Die Beamten überlegten. Schließlich wollten sie den Jungen doch nicht mit auf die Wache nehmen. Zweimal soll er sie aufgefordert haben, ihn aussteigen zu lassen. Sie verbrachten ihn auf Lübecker Gebiet und setzten ihn in Höhe eines Sportlerheims aus.

Zehn Kilometer waren sie mit ihm gefahren. Für Lübeck waren sie nicht zuständig. Entgegen der Dienstanweisungen hätten sie ihre Einsatzstelle "nicht, beziehungsweise nicht vollständig" über die Abläufe unterrichtet, urteilte der BGH. Es sei "nicht ersichtlich", aus welchen Gründen sie sich "der konkreten Gefährdung und der Gesundheit des Heranwachsenden nicht bewusst gewesen" seien. Robert S. sei nicht nur betrunken gewesen, sondern "örtlich sowie situativ desorientiert".

Betrunken und ohne Orientierung

Orientierungslos stolperte S. durch die Nacht. Er zog Schuhe und Strümpfe aus, versuchte zu Hause anzurufen, verwählte sich aber. Er schickte Mitteilungen, in denen nichts stand. Keine Menschenseele konnte er erreichen.

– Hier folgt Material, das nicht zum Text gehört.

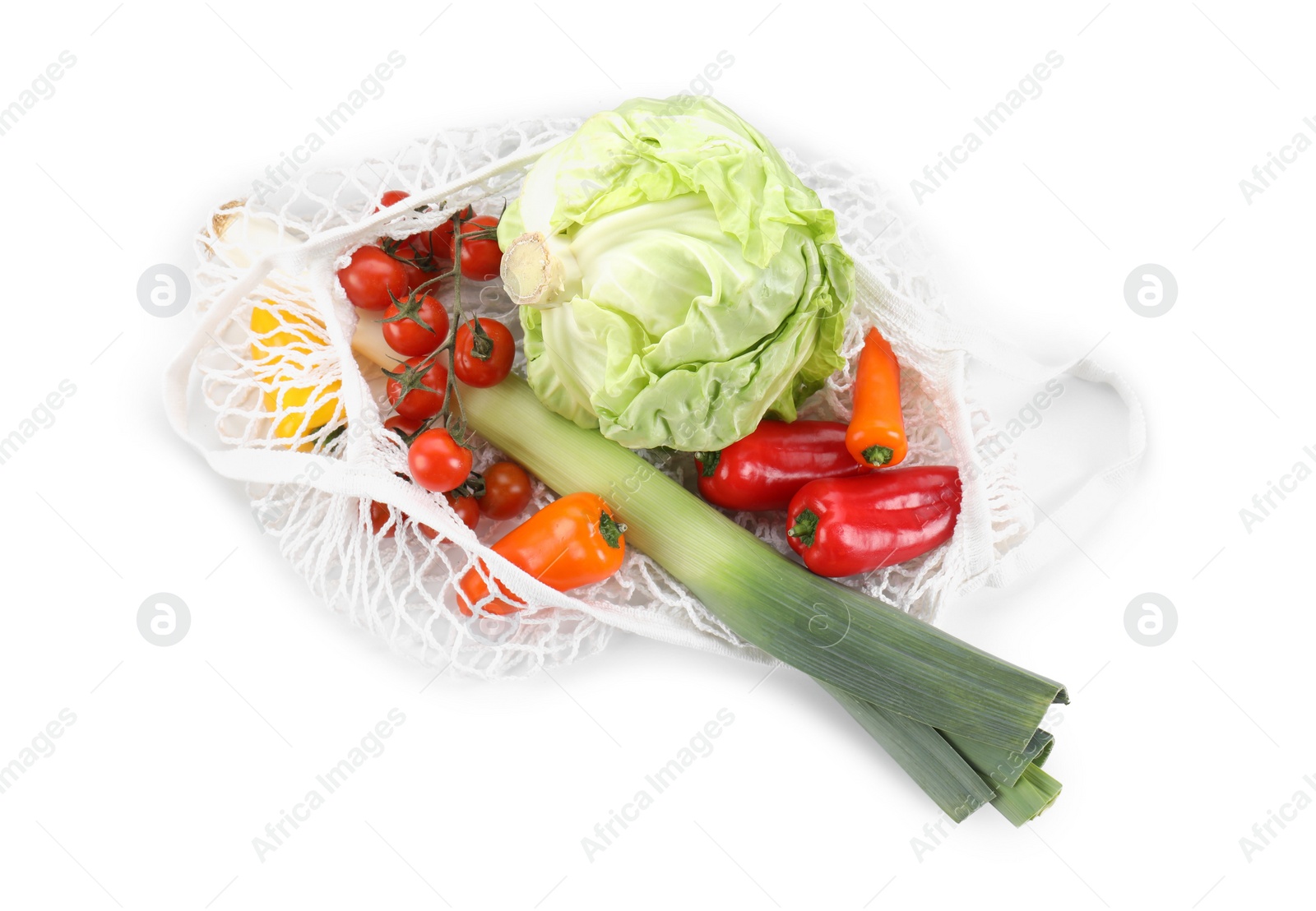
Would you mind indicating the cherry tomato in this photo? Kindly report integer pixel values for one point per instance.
(440, 241)
(379, 516)
(507, 492)
(438, 462)
(407, 336)
(415, 274)
(494, 369)
(466, 510)
(392, 197)
(480, 257)
(419, 405)
(372, 275)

Auf der Kronsforder Hauptstraße bei Kilometer 10,6 wurde er kurz darauf von einer jungen Frau, die zu schnell mit ihrem Golf unterwegs war, überfahren und war sofort tot. Als Todesursache stellte ein Rechtsmediziner einen "Verblutungstod infolge von Polytrauma in Kombination mit einem Ersticken bei Blutaspiration" fest.

Die Polizeibeamten G. und M. argumentierten in erster Instanz, sie hätten einen Volljährigen, der aussteigen wollte, nicht gegen seinen Willen festhalten können. Wenn die Polizisten Pech haben, wird daraus Freiheitsberaubung. Dass Robert S. volltrunken war, hätten sie angeblich nicht bemerkt.

"Ein schöner Brausebrand"

Er habe einen "schönen Brausebrand" gehabt, sagte einer der Beamten. Warum haben sie kein Taxi gerufen? Sie seien davon ausgegangen, dass er sich selbst ein Taxi rufe. In der Gegend seien normalerweise viele Taxis unterwegs.

Die Staatsanwaltschaft hat in ihrer Revisionsbegründung darüber spekuliert, ob Robert S. sich das Leben habe nehmen wollen. Die junge Frau, die ihn totfuhr, ist im Frühjahr vergangenen Jahres bei einem Autounfall ums Leben gekommen. "Unverschuldet" - so steht es in den Gerichtsakten.